Saat sedang berjalan dengan kecepatan tinggi, turun keluar hutan. Tiba-tiba aku mendengar bunyi berdebam. Spontan aku menoleh dan mendapati Mbah Sastro jatuh terduduk dengan posisi yang manis. Kaki lurus menjuntai pasrah di tanah, sementara kedua tangan menyatu di antara dua lutut. Lalu wajahnya yang berewokan mendongak menatapku seolah memohon ampun.
Melihat itu, tawaku langsung muncrat. Maklum, penampilan Mbah Sastro campuran antara preman dan dukun santet. Kalau ada yang tahu Ki Joko Bodo, ya, sebelas dua belas mereka berdua itu.
Masih belum bisa menguasai rasa geli, aku melangkahkan kaki. Siapa sangka tanah yang aku pijak menghadirkan satu lekukan curam. Akibat tidak melihat jalur, aku terpeleset pada lekukan yang menyebabkan tumpuan kaki terjadi di samping telapak kaki. Terjatuhlah aku. Mbah Sastro gantian menertawakan diriku. Nah, saat bangun kemudian. Engkelku terasa tidak pada tempatnya.
“Untung nggak sekalian disantet, kau!” rutuk Citonk. “Lah terus, besok ke Sindoronya?” Citonk memandangku cemas.
“Tenang aku pasti ikut.” sahutku dengan pikiran harus segera menemukan tukang urut.
“Dengan kaki seperti itu?” Citonk sangsi.
“Kamu besok mau ke Sindoro, Sush?” tanya Indro teman seangkatanku yang juga ikut mendampingi Jungle Survival kali ini.
“Kalau diurut pasti sembuh.
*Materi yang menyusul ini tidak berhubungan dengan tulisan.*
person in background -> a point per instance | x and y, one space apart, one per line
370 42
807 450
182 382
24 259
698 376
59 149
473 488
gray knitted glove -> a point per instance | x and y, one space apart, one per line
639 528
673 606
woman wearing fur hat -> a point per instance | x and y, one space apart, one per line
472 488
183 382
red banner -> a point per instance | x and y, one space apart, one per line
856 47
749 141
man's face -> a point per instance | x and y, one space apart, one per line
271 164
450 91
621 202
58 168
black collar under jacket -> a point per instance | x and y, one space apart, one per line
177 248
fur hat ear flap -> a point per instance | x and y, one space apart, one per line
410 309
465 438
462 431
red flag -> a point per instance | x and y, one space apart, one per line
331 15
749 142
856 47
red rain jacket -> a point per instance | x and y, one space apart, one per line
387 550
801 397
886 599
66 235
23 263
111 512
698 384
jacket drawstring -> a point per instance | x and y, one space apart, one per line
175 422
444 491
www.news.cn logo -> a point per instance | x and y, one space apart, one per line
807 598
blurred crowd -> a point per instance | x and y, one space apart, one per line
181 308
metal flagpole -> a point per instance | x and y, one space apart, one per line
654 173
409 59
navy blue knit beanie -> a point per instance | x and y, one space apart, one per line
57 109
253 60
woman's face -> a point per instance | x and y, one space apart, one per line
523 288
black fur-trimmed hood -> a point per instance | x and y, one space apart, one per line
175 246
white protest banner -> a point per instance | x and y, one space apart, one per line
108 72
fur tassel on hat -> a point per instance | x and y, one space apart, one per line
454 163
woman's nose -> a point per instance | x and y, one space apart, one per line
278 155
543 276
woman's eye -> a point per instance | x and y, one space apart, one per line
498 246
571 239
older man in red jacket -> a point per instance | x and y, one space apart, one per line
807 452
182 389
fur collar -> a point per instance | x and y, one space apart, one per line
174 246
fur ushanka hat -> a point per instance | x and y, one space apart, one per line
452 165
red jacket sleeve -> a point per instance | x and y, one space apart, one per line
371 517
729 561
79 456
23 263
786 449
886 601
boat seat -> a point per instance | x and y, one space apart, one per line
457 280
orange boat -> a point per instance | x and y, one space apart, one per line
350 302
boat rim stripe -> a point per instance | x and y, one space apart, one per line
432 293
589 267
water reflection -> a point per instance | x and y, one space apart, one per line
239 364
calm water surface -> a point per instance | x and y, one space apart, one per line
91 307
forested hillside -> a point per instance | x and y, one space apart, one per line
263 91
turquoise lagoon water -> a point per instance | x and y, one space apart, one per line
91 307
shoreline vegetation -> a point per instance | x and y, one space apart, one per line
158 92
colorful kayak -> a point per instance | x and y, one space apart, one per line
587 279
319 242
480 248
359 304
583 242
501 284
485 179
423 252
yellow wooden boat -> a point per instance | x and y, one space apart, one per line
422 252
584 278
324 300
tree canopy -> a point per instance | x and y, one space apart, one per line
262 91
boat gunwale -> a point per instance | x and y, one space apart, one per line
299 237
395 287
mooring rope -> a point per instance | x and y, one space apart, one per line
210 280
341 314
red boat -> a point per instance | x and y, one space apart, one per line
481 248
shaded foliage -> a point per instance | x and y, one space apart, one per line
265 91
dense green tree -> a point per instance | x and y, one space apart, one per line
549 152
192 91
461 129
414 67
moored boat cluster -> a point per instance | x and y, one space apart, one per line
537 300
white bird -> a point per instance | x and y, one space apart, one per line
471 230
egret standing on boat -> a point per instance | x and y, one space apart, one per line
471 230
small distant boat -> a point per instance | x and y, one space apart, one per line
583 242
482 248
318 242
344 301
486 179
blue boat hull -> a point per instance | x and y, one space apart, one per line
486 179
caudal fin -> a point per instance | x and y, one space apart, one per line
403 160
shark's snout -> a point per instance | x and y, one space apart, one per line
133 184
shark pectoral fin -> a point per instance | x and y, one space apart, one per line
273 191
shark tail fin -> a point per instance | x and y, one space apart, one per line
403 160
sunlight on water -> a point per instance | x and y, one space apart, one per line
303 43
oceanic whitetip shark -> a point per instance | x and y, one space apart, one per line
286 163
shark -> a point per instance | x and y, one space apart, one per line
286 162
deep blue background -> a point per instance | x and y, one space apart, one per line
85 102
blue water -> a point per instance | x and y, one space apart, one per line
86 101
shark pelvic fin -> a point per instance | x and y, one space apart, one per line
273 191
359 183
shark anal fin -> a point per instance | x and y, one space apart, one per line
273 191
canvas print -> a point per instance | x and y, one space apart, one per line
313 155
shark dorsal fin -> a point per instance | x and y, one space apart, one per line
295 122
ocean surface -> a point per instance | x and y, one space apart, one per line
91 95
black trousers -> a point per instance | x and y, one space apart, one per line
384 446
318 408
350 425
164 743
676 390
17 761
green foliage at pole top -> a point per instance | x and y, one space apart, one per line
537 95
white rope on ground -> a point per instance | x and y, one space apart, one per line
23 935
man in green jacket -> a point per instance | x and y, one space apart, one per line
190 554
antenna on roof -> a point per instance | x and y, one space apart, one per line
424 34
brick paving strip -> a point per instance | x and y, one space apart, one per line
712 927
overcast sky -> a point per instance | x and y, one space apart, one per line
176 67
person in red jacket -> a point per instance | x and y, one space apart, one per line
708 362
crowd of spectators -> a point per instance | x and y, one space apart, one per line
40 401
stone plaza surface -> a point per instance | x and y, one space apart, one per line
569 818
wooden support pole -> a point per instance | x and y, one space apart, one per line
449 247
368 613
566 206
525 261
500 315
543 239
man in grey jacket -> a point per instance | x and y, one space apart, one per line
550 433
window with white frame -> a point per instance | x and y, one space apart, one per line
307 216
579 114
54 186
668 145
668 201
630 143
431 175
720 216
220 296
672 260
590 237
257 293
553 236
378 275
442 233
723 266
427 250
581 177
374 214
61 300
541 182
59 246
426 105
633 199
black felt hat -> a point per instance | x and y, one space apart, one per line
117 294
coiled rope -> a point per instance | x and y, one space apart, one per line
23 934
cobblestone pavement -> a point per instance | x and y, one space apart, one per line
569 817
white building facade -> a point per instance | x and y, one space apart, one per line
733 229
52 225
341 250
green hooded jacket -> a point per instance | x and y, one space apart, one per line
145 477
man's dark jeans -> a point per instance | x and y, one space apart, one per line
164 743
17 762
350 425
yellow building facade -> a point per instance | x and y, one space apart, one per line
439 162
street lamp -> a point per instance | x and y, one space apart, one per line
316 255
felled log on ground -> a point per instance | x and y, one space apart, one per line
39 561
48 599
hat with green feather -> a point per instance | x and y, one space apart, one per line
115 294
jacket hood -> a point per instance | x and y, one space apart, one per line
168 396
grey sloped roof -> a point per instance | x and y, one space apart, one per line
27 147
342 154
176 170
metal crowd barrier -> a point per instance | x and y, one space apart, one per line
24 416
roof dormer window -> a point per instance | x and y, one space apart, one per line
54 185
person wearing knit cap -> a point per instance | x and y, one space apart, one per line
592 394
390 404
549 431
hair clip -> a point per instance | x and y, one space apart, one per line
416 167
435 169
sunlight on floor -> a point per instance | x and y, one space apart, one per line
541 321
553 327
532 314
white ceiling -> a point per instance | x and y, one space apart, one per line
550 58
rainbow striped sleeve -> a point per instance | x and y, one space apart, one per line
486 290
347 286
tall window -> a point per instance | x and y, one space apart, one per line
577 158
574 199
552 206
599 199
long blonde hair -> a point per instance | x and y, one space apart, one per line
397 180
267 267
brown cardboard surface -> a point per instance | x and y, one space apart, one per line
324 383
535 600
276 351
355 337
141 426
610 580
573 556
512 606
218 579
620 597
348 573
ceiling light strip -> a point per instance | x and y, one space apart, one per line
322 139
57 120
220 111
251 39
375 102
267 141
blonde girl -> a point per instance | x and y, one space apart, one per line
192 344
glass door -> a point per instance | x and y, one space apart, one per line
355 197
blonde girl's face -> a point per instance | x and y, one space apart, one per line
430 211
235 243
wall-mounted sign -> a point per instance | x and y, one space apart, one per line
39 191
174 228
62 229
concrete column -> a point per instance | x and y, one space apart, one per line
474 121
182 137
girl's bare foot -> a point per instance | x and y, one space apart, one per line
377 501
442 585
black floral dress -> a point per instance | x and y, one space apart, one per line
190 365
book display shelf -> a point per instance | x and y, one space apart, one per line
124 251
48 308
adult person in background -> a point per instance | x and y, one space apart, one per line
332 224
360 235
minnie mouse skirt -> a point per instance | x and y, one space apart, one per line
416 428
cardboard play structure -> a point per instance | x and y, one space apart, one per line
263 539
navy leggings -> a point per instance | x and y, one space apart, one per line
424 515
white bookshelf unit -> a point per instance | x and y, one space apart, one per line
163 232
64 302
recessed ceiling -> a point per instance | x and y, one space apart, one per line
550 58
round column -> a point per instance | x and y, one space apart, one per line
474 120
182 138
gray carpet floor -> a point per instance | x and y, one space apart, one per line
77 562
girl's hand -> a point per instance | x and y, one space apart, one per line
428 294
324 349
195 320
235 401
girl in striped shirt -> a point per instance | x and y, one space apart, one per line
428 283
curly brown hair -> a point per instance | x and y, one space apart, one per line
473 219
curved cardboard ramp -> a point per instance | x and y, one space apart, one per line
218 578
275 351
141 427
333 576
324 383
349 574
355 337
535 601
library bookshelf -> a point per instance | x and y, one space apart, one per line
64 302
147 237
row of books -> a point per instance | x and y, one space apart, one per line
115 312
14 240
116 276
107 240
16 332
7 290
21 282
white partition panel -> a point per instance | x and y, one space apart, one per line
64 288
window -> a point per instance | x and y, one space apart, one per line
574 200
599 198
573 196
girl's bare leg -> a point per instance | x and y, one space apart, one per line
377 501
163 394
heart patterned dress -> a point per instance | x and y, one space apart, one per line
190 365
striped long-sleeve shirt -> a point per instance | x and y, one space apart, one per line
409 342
Kamu ada referensi dukun pijat urat?” tanyaku pada Indro lalu memaling ke Citonk.
Keduanya menggeleng.
Indro mendesah. “Sebaiknya jangan memaksakan diri.” lanjut Indro dengan wajah berkerut-kerut. Indro ini seperti yang pernah aku bilang, seorang nice guy. Rasa pedulinya sangat tinggi pada orang lain.